While the recent reforms in CBSE are good in principle, I fear that we may be diluting standards and ‘mollycoddling’ children. For example, until last year a student studied nine chapters for an assessment and found it ‘too much’. Today he only has to study three chapters and still finds that too much. At the end of the day, children have to go out and face the real world- so, are we inadvertently making them too lackadaisical?
– Deepa Sridhar, Principal (CBSE) Sri Kumaran Children’s Home Bangalore
On the CCE: From the Horse’s Mouth
G. Balasubramanian, ex-Director (Academics), CBSE Known for his innovation in curriculum development and interactive pedagogy, G. Balasubramanian has played a key role in introducing several innovations in the CBSE curriculum, including Frontline curriculum, Communicative Approach to Language Teaching, Information Technology, Biotechnology, Entrepreneurship, Fashion Studies, Disaster Management, Life Skill Education, and Alternatives to Homework, among others. He is also Coordinator, CBSE committee on International Curriculum.
Please tell us a little about the CBSE curriculum – its strong points and its weaknesses
The CBSE curriculum is based on the National Curricular Framework of the Government of India and is therefore in tune with the broad objectives laid down in the National Policy of Education. The strength of the CBSE curriculum lies in its allpervasive nature encompassing the entire spectrum of knowledge and skills contextual to the Indian mind. The curriculum is contemporary and is designed for learners across the length and breadth of the country, irrespective of language. The curriculum has the potential to promote cognitive, thinking, emotional and life skills. Many believe that this curriculum is tough and is meant for the intellectually elite. This is not true. It can meet the needs of urban as well as rural communities and ensure equity in the learning process. The general opinion that the curriculum is quite challenging is no doubt valid, but that is what it should be, as a challenging curriculum is the best nutrient to the brain.
The CBSE curriculum has undergone a lot of changes recently – could you tell us more about this?
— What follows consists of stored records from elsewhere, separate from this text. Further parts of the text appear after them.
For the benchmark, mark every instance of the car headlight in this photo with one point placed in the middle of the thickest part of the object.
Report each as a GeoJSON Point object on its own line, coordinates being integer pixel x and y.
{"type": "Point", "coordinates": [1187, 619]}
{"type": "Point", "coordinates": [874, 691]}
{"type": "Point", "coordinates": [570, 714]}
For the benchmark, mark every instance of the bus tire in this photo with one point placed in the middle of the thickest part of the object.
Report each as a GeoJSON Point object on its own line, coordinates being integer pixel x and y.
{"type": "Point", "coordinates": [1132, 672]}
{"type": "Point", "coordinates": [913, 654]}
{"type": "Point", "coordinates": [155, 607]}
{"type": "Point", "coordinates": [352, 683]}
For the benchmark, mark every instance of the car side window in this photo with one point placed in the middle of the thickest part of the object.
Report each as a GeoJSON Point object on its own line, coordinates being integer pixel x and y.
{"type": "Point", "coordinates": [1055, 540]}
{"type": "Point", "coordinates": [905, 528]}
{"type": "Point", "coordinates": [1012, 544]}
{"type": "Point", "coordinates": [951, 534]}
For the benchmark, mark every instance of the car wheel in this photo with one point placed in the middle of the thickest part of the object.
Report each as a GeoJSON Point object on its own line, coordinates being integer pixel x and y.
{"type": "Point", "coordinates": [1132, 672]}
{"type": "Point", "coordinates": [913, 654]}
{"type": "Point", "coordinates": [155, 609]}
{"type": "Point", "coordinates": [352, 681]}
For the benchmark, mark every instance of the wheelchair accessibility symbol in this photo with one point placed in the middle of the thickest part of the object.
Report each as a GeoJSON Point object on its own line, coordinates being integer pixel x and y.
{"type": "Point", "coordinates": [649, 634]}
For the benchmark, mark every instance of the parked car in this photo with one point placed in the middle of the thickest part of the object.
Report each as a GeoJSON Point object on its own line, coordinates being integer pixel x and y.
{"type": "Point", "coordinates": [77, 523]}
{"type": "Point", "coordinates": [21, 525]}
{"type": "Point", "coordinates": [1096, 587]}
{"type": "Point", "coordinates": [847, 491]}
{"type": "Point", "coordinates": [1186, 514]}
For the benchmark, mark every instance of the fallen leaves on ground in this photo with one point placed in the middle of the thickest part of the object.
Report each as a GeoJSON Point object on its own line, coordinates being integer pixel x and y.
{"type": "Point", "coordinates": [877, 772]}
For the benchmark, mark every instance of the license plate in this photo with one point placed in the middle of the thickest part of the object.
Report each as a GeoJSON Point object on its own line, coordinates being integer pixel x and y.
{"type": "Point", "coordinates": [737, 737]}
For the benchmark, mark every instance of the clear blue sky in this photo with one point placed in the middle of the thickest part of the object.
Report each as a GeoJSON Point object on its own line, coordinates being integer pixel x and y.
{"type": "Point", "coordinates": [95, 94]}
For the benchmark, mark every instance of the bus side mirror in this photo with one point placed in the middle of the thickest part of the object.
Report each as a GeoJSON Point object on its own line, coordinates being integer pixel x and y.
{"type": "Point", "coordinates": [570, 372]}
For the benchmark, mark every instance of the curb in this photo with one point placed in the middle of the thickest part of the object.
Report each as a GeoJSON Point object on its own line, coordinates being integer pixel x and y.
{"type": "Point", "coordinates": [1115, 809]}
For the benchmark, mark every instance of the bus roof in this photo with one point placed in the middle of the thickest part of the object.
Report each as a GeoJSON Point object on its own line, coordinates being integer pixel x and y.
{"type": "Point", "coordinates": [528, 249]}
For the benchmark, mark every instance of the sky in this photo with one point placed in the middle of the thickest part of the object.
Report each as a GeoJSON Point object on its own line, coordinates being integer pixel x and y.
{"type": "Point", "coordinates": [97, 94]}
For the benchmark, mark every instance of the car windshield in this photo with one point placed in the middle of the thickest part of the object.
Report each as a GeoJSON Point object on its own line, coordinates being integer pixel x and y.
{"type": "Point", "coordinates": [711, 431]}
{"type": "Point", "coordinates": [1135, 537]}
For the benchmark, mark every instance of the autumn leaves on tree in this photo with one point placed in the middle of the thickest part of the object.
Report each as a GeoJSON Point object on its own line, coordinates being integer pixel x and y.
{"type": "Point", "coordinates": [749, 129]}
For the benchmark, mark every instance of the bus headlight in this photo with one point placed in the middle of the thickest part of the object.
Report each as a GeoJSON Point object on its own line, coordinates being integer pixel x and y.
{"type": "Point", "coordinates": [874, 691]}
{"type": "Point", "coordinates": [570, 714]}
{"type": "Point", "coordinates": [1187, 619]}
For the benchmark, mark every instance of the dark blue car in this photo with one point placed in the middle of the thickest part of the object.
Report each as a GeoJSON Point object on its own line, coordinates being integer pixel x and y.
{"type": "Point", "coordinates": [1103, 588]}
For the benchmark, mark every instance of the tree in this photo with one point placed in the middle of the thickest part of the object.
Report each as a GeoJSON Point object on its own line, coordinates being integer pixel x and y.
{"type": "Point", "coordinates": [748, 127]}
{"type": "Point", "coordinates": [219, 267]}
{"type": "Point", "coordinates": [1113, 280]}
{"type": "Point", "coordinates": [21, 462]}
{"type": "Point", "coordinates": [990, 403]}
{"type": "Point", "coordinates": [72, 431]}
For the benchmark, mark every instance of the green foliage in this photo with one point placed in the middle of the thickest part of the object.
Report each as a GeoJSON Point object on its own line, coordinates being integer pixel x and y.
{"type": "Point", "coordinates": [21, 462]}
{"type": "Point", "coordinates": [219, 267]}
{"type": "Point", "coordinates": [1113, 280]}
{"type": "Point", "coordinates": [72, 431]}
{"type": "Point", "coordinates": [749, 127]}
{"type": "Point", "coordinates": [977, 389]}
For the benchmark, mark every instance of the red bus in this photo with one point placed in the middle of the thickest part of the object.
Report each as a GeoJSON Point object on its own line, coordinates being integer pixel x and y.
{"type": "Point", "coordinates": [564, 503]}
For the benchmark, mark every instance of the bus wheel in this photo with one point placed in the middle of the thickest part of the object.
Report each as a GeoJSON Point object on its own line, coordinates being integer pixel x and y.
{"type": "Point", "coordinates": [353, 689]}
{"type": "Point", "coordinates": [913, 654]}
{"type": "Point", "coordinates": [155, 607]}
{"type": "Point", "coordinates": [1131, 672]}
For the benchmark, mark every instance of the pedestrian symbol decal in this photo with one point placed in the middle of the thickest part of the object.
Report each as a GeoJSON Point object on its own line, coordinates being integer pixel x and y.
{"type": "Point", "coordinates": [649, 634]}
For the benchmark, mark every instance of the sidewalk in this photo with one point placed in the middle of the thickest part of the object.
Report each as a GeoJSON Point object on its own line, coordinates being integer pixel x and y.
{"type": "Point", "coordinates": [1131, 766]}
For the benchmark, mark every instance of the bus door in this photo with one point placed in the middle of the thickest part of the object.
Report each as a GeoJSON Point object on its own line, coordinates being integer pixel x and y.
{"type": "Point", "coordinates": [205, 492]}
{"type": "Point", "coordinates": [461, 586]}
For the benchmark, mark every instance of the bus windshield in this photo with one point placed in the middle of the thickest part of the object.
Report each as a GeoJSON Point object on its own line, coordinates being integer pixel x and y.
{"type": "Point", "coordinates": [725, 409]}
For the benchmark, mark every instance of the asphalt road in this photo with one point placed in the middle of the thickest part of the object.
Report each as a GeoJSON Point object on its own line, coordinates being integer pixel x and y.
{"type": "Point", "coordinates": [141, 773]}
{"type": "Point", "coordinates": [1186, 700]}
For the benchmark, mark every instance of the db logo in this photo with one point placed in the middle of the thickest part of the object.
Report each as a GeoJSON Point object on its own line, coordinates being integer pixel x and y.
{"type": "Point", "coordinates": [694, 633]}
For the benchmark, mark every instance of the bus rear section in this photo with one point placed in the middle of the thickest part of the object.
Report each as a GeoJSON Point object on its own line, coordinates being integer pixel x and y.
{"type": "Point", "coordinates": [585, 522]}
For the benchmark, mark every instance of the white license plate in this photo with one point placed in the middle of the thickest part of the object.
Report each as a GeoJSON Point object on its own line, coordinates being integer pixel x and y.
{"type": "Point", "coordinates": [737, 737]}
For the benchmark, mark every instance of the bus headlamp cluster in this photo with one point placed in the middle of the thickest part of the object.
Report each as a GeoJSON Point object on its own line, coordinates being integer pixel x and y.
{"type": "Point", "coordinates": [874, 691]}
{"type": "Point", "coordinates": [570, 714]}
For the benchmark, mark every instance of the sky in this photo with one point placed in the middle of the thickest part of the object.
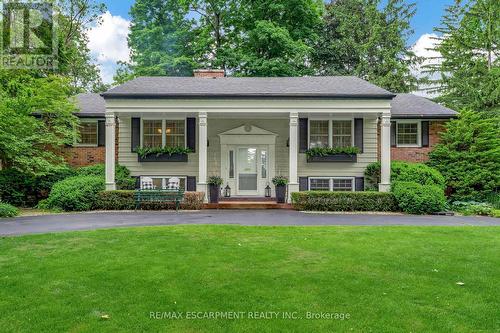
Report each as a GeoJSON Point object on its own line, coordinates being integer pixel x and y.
{"type": "Point", "coordinates": [108, 42]}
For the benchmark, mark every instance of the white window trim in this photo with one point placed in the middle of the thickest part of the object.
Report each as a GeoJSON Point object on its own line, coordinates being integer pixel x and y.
{"type": "Point", "coordinates": [164, 179]}
{"type": "Point", "coordinates": [330, 129]}
{"type": "Point", "coordinates": [353, 180]}
{"type": "Point", "coordinates": [419, 133]}
{"type": "Point", "coordinates": [163, 129]}
{"type": "Point", "coordinates": [96, 121]}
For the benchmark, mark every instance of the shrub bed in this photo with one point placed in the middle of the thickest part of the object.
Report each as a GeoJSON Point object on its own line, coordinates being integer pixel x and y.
{"type": "Point", "coordinates": [124, 200]}
{"type": "Point", "coordinates": [405, 172]}
{"type": "Point", "coordinates": [77, 193]}
{"type": "Point", "coordinates": [414, 198]}
{"type": "Point", "coordinates": [344, 201]}
{"type": "Point", "coordinates": [23, 190]}
{"type": "Point", "coordinates": [7, 210]}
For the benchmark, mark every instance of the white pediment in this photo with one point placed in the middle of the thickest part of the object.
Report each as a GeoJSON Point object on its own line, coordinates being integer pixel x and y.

The introduction of the CCE is one of the major initiatives that is being talked about on education portals. The concept of CCE was introduced at the primary level in 1998 and subsequently at the middle level in 2003. Its introduction at the secondary stage has been quite impactful as this has a direct relationship with the board examinations at the class 10 level. The decision of the Board to make the examinations optional and to introduce grades instead of marks has attracted the attention not only of educators, but also of the common man.
The CCE is an implementation of the National Policy of Education to shift the paradigm from ‘examinations’ to ‘empowerment’. It brings the classroom into focus, making it interactive and multidimensional, while Focussing on the learning and growth profile of the learners rather than their inadequacies. It encourages holistic learning and assessment through the entire time-space schedule of the academic calendar, diffusing the focus from the one-shot terminal examinations. It allows observation and statement of a whole range of skills, aptitudes and competencies, both cognitive and otherwise, both curricular as well as co-curricular so that when the learners leave the school portals they carry a certificate which is a testament to their holistic profile rather than being a simple statement of marks in a select few disciplines of learning. I think this is the positive and progressive step the country has been waiting for.